Soto made the Tigers Opening Day roster for the 2021 season. Despite allowing a two-run homer, he earned the save in a 3–2 Opening Day win over the Cleveland Indians on April 1. Soto was named to the 2021 American League All-Star team. At the time of his selection, Soto was 4–1 with a 2.18 ERA. He had 38 strikeouts in 33 innings, and was six-for-six in save opportunities. Soto pitched one inning in the All-Star Game, allowing a solo home run to J. T. Realmuto. Soto suffered a fractured finger after getting hit by a line drive on September 17, and was shut down for the remainder of the season. He finished 2021 with a 6–3 record, 3.39 ERA and 18 saves in 19 opportunities, while striking out 76 batters in 63 2/3 innings.

In the 2022 season, Soto continued his role as the primary closer for the Tigers. On July 10, Soto was selected to represent the Tigers at the 2022 All-Star Game, his second consecutive All-Star selection. At the time of the selection, Soto had 17 saves in 19 opportunities, with a 2.67 ERA and 31 strikeouts in 30 1/3 innings. In the All-Star game, Soto came to the mound with two outs in the bottom of the seventh inning. After walking Ian Happ, Soto coaxed a ground ball from 2022 Home Run Derby champ Juan Soto for an inning-ending force out. Soto pitched 64 games in 2022, compiling 30 saves, a 3.28 ERA and 60 strikeouts in 60 1/3 innings.

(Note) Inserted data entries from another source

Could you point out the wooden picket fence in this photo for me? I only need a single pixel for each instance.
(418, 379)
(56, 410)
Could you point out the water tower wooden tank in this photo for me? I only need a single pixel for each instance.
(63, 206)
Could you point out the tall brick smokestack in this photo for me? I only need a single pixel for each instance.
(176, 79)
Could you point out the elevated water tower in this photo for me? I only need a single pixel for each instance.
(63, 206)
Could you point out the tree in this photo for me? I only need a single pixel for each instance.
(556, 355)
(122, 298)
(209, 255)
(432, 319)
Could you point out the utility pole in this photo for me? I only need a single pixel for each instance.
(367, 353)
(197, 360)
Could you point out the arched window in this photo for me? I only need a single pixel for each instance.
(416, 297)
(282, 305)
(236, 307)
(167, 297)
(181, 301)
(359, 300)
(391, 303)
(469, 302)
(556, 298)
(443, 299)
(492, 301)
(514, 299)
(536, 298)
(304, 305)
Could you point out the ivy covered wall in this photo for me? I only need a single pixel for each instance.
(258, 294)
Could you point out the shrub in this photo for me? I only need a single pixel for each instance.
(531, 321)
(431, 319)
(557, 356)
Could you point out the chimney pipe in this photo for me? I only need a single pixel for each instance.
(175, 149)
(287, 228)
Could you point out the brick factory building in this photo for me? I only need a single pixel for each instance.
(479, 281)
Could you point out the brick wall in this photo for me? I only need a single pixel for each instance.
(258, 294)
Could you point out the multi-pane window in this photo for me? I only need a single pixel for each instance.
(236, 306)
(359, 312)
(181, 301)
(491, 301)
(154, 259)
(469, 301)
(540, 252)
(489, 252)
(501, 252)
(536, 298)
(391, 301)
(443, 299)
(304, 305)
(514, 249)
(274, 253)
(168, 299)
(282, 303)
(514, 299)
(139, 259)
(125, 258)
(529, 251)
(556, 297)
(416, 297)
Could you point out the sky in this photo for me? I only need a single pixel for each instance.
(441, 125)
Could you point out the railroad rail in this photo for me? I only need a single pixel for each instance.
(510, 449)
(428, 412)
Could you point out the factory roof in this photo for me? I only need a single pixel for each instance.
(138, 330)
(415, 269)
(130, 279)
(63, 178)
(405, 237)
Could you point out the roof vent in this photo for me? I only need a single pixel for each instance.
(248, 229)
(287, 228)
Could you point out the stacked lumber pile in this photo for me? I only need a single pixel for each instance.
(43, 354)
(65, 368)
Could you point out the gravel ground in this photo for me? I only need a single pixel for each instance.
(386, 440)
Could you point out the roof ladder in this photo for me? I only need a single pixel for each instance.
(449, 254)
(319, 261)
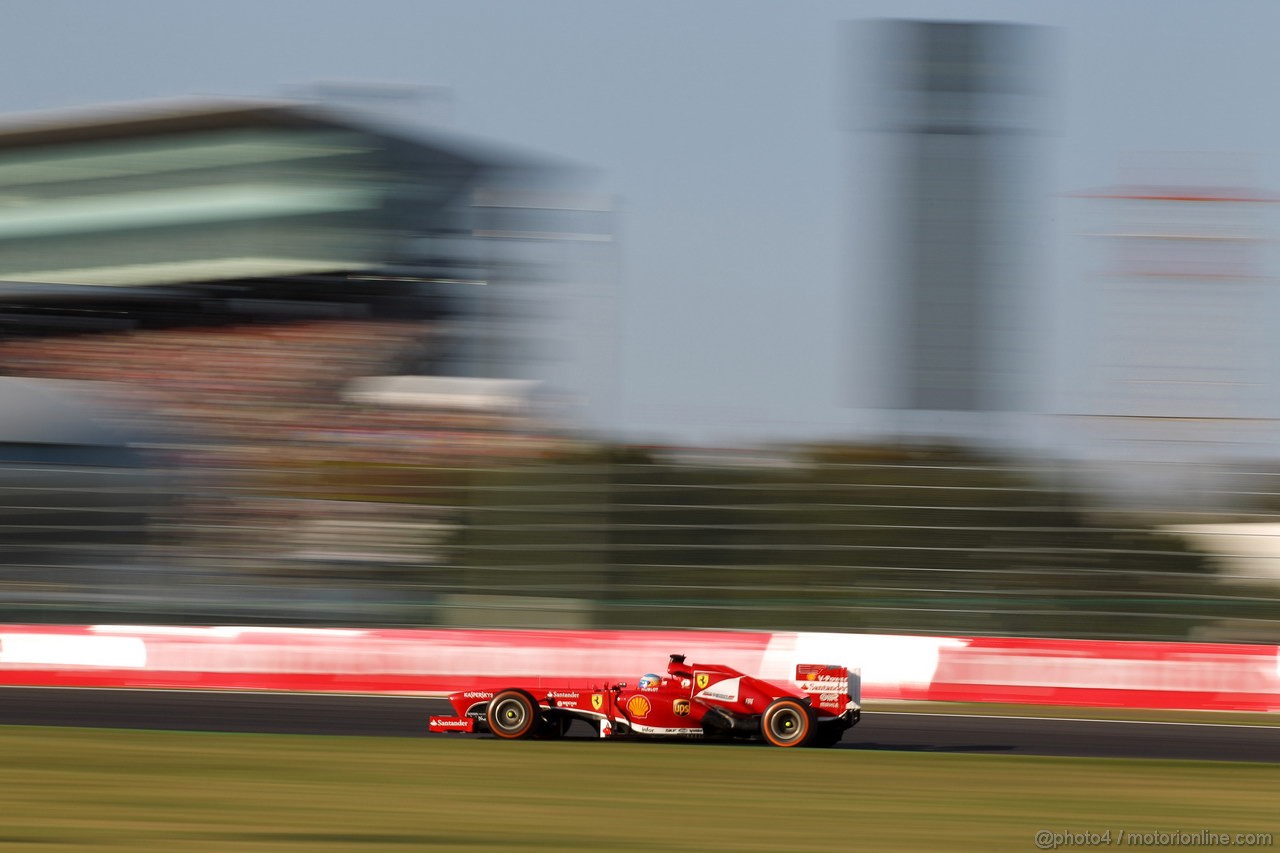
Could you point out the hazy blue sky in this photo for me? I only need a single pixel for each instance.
(720, 127)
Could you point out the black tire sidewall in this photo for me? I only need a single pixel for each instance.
(529, 706)
(785, 705)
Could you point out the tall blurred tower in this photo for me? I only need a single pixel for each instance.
(960, 103)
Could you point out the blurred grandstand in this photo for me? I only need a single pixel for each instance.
(277, 363)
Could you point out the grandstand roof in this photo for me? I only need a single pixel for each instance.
(191, 114)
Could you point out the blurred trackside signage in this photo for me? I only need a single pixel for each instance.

===Philadelphia Phillies===
On January 7, 2023, the Tigers traded Soto and Kody Clemens to the Philadelphia Phillies in exchange for outfielder Matt Vierling, infielder Nick Maton, and catcher Donny Sands. On January 13, Soto agreed to a one-year, $3.9 million contract with the Phillies, avoiding salary arbitration. He made 69 appearances out of the bullpen for the Phillies, compiling a 4.62 ERA with 65 strikeouts and 3 saves across 60 1/3 innings pitched.

Soto made 43 appearances for Philadelphia in 2024, recording a 4.08 ERA with 44 strikeouts and 2 saves across 35 1/3 innings pitched.

=== Baltimore Orioles ===
On July 30, 2024, the Phillies traded Soto to the Baltimore Orioles for minor league pitchers Seth Johnson and Moisés Chace.

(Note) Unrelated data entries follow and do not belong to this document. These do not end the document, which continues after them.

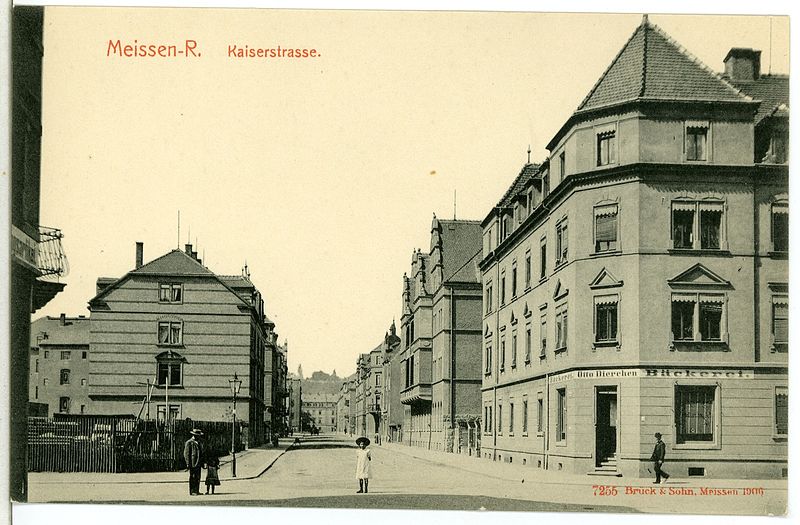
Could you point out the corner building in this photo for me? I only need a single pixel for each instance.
(636, 281)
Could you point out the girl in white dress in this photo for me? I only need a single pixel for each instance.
(363, 460)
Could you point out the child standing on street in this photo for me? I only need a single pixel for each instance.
(212, 473)
(363, 460)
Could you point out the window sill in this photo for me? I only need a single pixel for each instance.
(606, 253)
(699, 346)
(712, 252)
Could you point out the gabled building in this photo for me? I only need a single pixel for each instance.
(59, 367)
(174, 323)
(636, 281)
(440, 347)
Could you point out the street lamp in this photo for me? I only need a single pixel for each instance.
(236, 384)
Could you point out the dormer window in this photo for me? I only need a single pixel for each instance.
(697, 141)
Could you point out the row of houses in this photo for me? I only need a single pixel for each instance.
(167, 340)
(635, 281)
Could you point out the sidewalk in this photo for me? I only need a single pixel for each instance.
(250, 463)
(523, 473)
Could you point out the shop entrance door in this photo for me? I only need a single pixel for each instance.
(606, 428)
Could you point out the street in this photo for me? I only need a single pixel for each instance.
(319, 472)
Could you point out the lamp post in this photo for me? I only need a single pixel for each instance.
(236, 384)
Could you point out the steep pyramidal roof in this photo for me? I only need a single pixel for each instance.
(652, 66)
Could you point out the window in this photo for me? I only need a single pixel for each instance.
(528, 343)
(696, 141)
(561, 417)
(780, 320)
(502, 288)
(697, 317)
(694, 413)
(514, 349)
(169, 369)
(781, 411)
(686, 231)
(605, 318)
(170, 292)
(527, 269)
(780, 227)
(525, 416)
(500, 418)
(606, 148)
(561, 327)
(543, 337)
(539, 413)
(543, 258)
(514, 279)
(502, 352)
(561, 242)
(605, 228)
(170, 333)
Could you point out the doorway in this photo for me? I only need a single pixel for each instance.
(606, 427)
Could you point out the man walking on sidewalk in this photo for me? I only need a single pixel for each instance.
(193, 455)
(659, 452)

Despite pitching to a 5.09 ERA with the Orioles, due to giving up eight earned runs in his first three appearances, Soto allowed just two earned runs in his final 16 1/3 innings pitched (1.10 ERA), holding batters to a .190 average while collecting 20 strikeouts. He made the Orioles AL Wild Card roster, appearing in one game as the O's lost the series to the Kansas City Royals 2–0.

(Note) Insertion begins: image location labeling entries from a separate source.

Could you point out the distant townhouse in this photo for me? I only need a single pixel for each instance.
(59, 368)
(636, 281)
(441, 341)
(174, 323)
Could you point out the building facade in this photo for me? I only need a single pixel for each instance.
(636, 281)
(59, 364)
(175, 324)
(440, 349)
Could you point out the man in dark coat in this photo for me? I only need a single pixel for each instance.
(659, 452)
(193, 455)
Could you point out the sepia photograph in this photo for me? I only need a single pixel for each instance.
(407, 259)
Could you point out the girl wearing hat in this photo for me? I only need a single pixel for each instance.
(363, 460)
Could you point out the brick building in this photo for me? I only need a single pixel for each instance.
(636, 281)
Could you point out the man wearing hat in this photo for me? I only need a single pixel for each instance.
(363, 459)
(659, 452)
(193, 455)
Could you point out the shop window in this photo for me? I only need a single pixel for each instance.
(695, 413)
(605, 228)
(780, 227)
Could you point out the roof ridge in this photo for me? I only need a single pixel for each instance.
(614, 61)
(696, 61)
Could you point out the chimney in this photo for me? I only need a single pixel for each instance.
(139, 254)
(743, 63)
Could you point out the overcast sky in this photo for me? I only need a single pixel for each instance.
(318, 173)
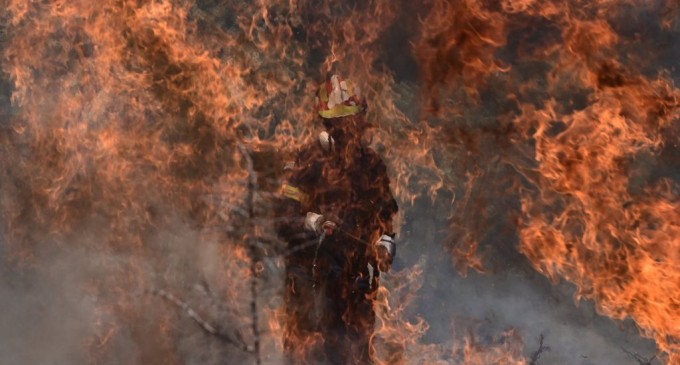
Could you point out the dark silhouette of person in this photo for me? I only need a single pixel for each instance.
(337, 211)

Across 45 games for Baltimore in 2025, Soto posted a 3.96 ERA and 44 strikeouts across 36 1/3 innings pitched.

=== New York Mets ===
On July 25, 2025, the Orioles traded Soto to the New York Mets for minor league pitchers Wellington Aracena and Cameron Foster. In 25 appearances for New York, Soto compiled a 1–3 record and 4.50 ERA with 26 strikeouts over 24 innings of work.

===Pittsburgh Pirates===
On December 16, 2025, Soto signed a one-year, $7.75 million contract with the Pittsburgh Pirates.

==Pitch selection==
Soto is mainly a two-pitch pitcher. He throws a sinking two-seam fastball in the 94–99 mph range, topping out at 101 mph, and a slider in the 86–93 mph, topping out at 93 mph. He also throws an occasional four-seam fastball that averages 96–99 mph.